There are times when I think of cutting my hair, times when I think of cutting my throat, and other times when I think of screwing out my eyes. Forgive me, Doctor, it’s just a way to talk about myself, and about Armance.
A sense of perplexity comes over me, I no longer know what to say; that is, in general, when one suddenly falls silent, thought wanders as though in expectation and then there it is – a novelty or a reflection.
I start thinking about all this on the train – since I know the landscape by heart it’s not hard to do. I always travel first class, and always sit by the window. I could just about be permanently lost in thought, given the frequency of my displacements.
I also have a habit of sitting on a rock by the river to read Stendhal or look at the river and the stones.
I have absolutely no parents, no friends in particular, my life runs serenely, sweetly.

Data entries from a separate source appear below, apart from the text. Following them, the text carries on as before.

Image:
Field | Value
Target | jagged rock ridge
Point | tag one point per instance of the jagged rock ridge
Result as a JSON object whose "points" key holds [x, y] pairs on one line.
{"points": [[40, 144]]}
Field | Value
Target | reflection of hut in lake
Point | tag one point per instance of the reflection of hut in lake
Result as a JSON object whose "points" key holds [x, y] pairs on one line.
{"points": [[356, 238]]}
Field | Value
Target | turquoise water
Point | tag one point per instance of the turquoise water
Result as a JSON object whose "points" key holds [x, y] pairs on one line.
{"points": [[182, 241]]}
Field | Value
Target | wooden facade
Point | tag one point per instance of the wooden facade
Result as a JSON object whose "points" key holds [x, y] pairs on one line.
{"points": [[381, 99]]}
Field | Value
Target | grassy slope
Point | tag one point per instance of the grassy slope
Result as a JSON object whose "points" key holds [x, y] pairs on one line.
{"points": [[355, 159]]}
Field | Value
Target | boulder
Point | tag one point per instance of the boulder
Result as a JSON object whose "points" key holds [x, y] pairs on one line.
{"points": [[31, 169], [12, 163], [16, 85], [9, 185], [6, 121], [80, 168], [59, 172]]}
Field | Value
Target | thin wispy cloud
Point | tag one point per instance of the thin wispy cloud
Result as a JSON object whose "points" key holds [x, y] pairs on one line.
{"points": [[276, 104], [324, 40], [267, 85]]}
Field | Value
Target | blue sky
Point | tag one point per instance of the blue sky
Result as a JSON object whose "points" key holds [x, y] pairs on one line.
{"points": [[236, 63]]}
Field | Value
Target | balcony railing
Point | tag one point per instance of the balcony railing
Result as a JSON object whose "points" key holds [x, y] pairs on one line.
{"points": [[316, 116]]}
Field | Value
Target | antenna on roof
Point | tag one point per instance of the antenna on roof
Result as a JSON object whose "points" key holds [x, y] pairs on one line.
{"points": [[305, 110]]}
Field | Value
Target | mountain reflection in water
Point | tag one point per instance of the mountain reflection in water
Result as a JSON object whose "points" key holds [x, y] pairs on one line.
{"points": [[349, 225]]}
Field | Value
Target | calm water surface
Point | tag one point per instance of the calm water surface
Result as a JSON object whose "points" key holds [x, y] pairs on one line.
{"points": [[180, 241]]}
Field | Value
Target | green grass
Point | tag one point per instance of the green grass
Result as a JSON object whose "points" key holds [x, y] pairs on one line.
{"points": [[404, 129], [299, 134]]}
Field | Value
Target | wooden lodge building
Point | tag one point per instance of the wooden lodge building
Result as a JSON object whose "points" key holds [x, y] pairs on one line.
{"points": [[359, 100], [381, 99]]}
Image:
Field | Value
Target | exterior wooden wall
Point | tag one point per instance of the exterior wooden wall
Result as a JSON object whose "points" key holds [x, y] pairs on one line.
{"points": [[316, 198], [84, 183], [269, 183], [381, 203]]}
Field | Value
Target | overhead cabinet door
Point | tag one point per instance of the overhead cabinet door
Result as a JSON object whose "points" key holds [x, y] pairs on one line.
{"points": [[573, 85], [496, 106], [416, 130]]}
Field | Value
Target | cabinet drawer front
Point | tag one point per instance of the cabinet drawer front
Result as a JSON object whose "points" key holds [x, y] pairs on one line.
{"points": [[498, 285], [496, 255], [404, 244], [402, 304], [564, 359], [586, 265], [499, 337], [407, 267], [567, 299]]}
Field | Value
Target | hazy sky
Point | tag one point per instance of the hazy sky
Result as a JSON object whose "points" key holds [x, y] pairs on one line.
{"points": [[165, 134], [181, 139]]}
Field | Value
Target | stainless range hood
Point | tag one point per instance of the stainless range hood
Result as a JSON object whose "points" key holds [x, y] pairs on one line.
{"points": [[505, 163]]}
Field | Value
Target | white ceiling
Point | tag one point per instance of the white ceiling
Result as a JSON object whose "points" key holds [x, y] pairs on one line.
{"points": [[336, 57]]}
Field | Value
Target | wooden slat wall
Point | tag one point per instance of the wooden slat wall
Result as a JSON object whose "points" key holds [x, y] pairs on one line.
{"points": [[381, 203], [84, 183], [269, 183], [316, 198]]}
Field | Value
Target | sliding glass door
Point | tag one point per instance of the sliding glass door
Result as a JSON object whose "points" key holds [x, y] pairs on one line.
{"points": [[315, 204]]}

A young woman has been living in my house for some time and I often meet acquaintances of hers to whom I offer drinks in my beautiful glasses. Miss Armance is very good company, she was born twenty years before me and wears her hair back, always neat. We met on the Milan–Gotthard–Zurich direttissimo train of the Swiss Federal Railways.
She was sitting almost directly in front of me and one noticed her right away on account of that strict look she has at all times; now that I know it, I hardly notice it anymore, except on rare occasions; though there was a time when I couldn’t help going to her room at odd hours of the night, to see whether she might have let herself go a little (or not at all), to hear a story, or to be caressed.
And she was so strict, so frightfully fierce. In the train compartment she had looked at me in such a mean way, and kept doing so. And so I took up my newspaper trick, I pretended to read, to look out the window in which her face was reflected, I smoked, blew my nose, picked up a book, looked up, and she was no longer there.
Naturally I thought once again, with a sigh of relief, that I have too much imagination. I don’t think much of the very silly, even gullible, person that I am. But one starts to conjecture right away through the entire length of the Gotthard Tunnel – about ten minutes.